LUIGI MANCONI RACCONTA CON GRANDE DIGNITÀ COME VIVE SENZA VEDERCI PIÙ: “NON SO CHE FACCIA ABBIA OBAMA MA PROVO A RIDERE DEL MIO HANDICAP’’

Carlo Verdelli per "La Repubblica"

«Per esempio, io non so che faccia abbia Obama. Nel 2008, quando venne eletto, non ero già più in grado di memorizzarne il volto. Direi che ha una testa ovaloide. È così?». Mentre parla, non ti centra, guarda un po' altrove. «Anche Giovinco, per dire, eroe della mia epopea sportiva. È venuto dopo, e io non so immaginare i tratti del suo viso, né riconoscerne movenze e traiettorie sul campo».
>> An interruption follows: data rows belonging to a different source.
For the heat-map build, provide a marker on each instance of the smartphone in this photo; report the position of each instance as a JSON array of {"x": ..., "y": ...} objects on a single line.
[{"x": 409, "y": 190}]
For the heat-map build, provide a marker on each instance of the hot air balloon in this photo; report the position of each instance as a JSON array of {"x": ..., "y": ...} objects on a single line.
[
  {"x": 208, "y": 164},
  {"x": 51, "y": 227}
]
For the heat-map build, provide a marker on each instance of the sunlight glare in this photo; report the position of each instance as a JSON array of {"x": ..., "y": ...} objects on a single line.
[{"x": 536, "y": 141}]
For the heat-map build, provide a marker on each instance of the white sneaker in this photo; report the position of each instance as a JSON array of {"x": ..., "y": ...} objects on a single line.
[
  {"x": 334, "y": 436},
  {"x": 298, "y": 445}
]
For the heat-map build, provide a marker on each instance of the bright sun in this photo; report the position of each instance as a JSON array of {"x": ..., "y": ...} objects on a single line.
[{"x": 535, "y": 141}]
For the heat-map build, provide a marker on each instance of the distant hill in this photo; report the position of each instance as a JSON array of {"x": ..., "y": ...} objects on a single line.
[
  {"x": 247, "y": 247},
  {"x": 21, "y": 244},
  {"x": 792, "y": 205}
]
«Tutto quello che non ho filmato nel cervello prima della mia patologia, mi è visivamente sconosciuto ». Luigi Manconi, 65 anni, sardo di Sassari, senatore del Pd e fresco presidente della Commissione per i Diritti Umani, oltre a un altro sacco di cose, dalla sociologia alla militanza politica fino a una conoscenza dottorale in musica leggera e popolare, non vede praticamente da 7 anni e non ne ha mai parlato. Per pudore, forse, o per volontà di rimozione.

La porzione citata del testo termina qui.